微鍼術に関しては、以下のリンク先にも詳しくご説明しております。あわせてお読みください。
施術の期間や頻度について

更年期障害の施術期間や頻度は以下のようになります。施術の頻度は1週間に1回。期間は数回の施術で済む方から、数ヵ月かかる方がいらっしゃり、かなり個人差があります。平均的に1か月半から3か月ほどかかることが多いです。
お仕事の都合などで週に1回の頻度で通えない場合は、ご自宅でのセルフ灸の指導もしておりますので、お気軽にご相談ください。
更年期障害に対する鍼灸施術例
成鍼堂では更年期障害への鍼灸施術を多数行っておりますが、いくつか施術例もご紹介します。症状が改善するまでの過程などご参考にしてください。

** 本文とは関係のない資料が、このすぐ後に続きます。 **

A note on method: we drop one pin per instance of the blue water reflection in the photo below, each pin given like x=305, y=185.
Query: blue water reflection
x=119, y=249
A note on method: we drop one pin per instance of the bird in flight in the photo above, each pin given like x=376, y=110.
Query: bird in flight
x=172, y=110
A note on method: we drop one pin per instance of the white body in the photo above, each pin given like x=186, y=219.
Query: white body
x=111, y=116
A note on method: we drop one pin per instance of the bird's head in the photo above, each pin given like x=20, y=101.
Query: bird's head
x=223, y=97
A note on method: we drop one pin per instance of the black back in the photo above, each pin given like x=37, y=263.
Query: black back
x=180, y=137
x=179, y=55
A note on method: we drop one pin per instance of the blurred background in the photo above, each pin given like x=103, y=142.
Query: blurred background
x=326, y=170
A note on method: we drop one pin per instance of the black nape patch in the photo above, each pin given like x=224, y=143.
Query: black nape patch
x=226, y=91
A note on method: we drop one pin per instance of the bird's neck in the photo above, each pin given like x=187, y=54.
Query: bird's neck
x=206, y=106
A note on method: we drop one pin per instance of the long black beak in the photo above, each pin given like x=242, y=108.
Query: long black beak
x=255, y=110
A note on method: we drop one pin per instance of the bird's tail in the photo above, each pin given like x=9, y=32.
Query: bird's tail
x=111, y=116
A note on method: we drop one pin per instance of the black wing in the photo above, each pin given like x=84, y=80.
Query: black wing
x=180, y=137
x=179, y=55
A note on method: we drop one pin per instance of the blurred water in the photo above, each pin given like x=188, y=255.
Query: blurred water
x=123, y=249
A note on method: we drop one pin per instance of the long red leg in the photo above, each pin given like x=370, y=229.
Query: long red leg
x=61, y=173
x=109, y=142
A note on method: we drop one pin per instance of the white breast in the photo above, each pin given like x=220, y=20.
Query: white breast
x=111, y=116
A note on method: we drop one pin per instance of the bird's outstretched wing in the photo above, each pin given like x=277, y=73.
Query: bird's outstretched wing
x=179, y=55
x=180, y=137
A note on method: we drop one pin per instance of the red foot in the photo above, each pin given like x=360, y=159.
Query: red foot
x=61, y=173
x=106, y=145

※施術の結果には個人差がございます。施術例は効果を完全に保証するものではなく、参考として掲載していることをご理解いただきますようお願いいたします。
まずは安全な方法から試すのが合理的
鍼灸は薬剤による治療に比べると効果は劣りますが、副作用のないところが大きなメリットになります。総合的な健康を考えると、まずは安全な方法から試してみるのが合理的なので、ご自分の今の状態を見て、どの方法を選択するか考えてみましょう。

鍼灸を選ぶ場合は、できるだけ刺激のソフトな、全身調整も行う鍼灸院をお探しになるとよいと思います。
参考
- Sylvie DodinClaudine, BlanchetIsabelle, et al. Acupuncture for menopausal hot flushes, Cochrane Database of Systematic reviews. 2013.
- 矢野忠, 川喜田健司. 鍼灸臨床最新科学. 医歯薬出版株式会社. 2014.